A projectile is launched upward, and its height \(\mathrm{h(t)}\), in meters, is modeled by a quadratic function of time t,...

1. TRANSLATE the problem information

• Given information:
  • Vertex is at (2, 10)
  • One zero at \(\mathrm{t = 1/4}\)
  • Need to find the other zero

2. INFER the key relationship

• Since we have a quadratic function (parabola), the zeros must be symmetric about the axis of symmetry
• The axis of symmetry passes through the vertex, so it's the vertical line \(\mathrm{t = 2}\)
• This symmetry property is the key to solving efficiently

3. SIMPLIFY to find the distance

• Distance from known zero to axis of symmetry:
  \(\mathrm{|2 - 1/4|}\)
  \(\mathrm{= |8/4 - 1/4|}\)
  \(\mathrm{= 7/4}\)

4. APPLY CONSTRAINTS using symmetry

• The other zero must be the same distance (7/4) on the opposite side of \(\mathrm{t = 2}\)
• Other zero:
  \(\mathrm{t = 2 + 7/4}\)
  \(\mathrm{= 8/4 + 7/4}\)
  \(\mathrm{= 15/4}\)

Answer: B. 15/4

Why Students Usually Falter on This Problem

Most Common Error Path:

Weak INFER skill: Students don't recognize the symmetry property of parabolic roots and instead try to set up the full quadratic equation using vertex form.

They might write \(\mathrm{h(t) = a(t - 2)^2 + 10}\), substitute the known zero to solve for 'a', then solve the resulting equation.

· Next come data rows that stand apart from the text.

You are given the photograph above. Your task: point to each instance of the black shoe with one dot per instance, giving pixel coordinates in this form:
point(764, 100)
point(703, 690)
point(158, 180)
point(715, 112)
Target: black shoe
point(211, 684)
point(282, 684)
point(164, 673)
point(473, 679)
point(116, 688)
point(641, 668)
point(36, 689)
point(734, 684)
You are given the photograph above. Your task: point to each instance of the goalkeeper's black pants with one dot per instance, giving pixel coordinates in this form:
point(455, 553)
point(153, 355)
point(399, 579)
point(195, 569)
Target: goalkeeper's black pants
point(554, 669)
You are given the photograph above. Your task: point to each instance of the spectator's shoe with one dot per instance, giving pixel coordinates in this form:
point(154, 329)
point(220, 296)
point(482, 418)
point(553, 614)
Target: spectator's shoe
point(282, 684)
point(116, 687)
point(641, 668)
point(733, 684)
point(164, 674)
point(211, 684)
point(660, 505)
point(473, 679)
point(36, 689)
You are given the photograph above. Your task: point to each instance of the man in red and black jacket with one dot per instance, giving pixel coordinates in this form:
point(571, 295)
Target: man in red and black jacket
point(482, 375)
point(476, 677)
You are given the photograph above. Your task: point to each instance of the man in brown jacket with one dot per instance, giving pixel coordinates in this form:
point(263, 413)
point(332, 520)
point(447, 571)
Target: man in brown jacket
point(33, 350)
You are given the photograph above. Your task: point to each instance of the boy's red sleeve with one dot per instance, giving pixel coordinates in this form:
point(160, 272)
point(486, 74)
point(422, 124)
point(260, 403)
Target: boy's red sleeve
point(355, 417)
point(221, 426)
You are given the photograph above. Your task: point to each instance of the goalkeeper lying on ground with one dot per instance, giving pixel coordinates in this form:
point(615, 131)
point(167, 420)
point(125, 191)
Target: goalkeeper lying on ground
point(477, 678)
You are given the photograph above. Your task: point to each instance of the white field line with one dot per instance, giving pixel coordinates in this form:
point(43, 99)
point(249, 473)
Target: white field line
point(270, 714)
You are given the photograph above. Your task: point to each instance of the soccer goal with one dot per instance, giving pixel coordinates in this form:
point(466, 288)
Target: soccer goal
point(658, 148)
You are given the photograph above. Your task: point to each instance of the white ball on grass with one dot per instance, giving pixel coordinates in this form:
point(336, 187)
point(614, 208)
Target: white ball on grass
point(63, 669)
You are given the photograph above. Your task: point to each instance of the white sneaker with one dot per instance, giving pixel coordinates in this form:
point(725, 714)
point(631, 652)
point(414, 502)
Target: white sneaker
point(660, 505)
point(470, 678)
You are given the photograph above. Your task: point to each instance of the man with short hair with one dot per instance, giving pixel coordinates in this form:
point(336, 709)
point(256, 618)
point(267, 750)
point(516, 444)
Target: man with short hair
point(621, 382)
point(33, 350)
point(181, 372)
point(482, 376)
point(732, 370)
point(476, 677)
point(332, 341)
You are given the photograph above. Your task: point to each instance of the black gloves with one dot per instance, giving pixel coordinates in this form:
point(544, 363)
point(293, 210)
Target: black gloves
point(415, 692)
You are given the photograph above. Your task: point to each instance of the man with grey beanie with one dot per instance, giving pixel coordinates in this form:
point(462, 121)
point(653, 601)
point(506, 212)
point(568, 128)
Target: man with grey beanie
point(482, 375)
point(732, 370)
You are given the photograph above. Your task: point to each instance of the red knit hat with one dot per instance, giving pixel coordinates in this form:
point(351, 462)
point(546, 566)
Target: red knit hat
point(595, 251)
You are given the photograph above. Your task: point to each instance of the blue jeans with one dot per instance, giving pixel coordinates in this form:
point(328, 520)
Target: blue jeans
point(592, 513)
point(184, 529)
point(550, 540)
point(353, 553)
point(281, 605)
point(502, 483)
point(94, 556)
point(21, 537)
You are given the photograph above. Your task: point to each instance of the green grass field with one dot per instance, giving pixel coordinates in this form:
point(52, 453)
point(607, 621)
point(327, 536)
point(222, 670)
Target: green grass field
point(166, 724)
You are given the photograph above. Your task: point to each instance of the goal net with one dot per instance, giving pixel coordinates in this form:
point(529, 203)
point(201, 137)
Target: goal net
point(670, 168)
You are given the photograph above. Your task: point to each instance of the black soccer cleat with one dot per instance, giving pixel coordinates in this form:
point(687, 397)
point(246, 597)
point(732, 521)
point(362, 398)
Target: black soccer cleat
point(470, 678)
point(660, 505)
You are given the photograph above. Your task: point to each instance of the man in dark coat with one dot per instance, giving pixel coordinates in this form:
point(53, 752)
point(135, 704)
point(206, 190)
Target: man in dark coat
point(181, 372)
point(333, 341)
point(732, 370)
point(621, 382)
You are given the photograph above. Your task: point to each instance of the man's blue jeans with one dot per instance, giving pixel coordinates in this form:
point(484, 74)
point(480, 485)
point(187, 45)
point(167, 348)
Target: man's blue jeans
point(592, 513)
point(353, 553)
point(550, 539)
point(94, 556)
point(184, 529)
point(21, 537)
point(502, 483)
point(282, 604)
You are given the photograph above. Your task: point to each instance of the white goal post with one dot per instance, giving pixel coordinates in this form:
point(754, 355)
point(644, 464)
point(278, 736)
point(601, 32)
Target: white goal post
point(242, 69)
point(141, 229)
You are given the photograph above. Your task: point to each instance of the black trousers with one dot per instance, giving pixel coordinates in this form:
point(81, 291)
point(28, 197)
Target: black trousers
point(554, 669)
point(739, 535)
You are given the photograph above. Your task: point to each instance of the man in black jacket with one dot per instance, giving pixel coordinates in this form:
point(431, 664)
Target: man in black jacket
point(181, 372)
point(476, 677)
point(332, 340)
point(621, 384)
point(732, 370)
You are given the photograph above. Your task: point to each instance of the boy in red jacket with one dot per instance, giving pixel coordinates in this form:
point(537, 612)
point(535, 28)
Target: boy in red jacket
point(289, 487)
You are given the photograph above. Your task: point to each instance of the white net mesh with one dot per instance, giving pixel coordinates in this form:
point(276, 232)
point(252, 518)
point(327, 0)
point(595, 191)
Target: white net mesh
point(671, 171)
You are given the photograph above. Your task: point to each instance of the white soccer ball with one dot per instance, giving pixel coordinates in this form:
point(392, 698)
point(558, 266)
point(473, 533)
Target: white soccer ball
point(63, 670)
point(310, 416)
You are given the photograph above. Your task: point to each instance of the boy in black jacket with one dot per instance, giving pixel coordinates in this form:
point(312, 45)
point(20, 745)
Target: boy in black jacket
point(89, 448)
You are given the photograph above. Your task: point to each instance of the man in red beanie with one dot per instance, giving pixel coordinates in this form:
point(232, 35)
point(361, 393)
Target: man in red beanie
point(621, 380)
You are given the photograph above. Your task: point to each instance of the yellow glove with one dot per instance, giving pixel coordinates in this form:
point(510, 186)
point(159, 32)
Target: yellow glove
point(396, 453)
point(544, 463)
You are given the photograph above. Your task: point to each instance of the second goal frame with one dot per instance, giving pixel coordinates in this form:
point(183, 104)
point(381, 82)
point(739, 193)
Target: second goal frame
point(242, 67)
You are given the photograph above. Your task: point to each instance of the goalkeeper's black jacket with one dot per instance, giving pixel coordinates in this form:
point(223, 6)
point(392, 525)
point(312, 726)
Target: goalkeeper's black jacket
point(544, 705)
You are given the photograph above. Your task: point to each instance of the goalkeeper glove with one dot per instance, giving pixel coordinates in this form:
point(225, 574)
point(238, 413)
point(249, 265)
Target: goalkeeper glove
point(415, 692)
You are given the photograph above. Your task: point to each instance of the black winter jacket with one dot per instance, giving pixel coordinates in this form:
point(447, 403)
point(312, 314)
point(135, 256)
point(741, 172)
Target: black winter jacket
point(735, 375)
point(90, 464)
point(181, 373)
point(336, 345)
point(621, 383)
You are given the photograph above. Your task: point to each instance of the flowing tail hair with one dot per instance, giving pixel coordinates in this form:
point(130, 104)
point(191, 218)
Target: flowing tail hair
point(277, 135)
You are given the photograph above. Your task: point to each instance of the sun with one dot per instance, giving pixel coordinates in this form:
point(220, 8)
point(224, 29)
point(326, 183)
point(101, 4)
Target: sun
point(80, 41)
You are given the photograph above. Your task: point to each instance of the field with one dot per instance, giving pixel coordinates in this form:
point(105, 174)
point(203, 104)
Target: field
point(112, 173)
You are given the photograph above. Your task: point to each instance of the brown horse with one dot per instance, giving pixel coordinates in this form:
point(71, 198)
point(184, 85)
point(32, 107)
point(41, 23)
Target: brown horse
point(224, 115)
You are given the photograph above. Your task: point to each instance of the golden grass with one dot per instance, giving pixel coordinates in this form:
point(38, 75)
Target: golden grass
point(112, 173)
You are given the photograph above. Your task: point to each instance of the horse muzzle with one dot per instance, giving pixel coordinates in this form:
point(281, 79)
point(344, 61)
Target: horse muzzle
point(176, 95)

While this approach works, it's much more complex and creates opportunities for algebraic errors. This lengthy approach may cause them to run out of time or make calculation mistakes, leading to confusion and guessing.

Second Most Common Error:

Poor TRANSLATE reasoning: Students misinterpret what "vertex at (2, 10)" means for the axis of symmetry.

They might think the axis of symmetry is at \(\mathrm{t = 10}\) instead of \(\mathrm{t = 2}\), or confuse which coordinate represents the axis. This leads to incorrect distance calculations and wrong final answers. This may lead them to select Choice A (7/4) if they use the y-coordinate as the axis.

The Bottom Line:

This problem tests whether students can recognize and apply the fundamental symmetry property of parabolas rather than getting bogged down in complex algebraic manipulations. The key insight is that quadratic functions have symmetric roots - once you see this, the solution becomes straightforward arithmetic.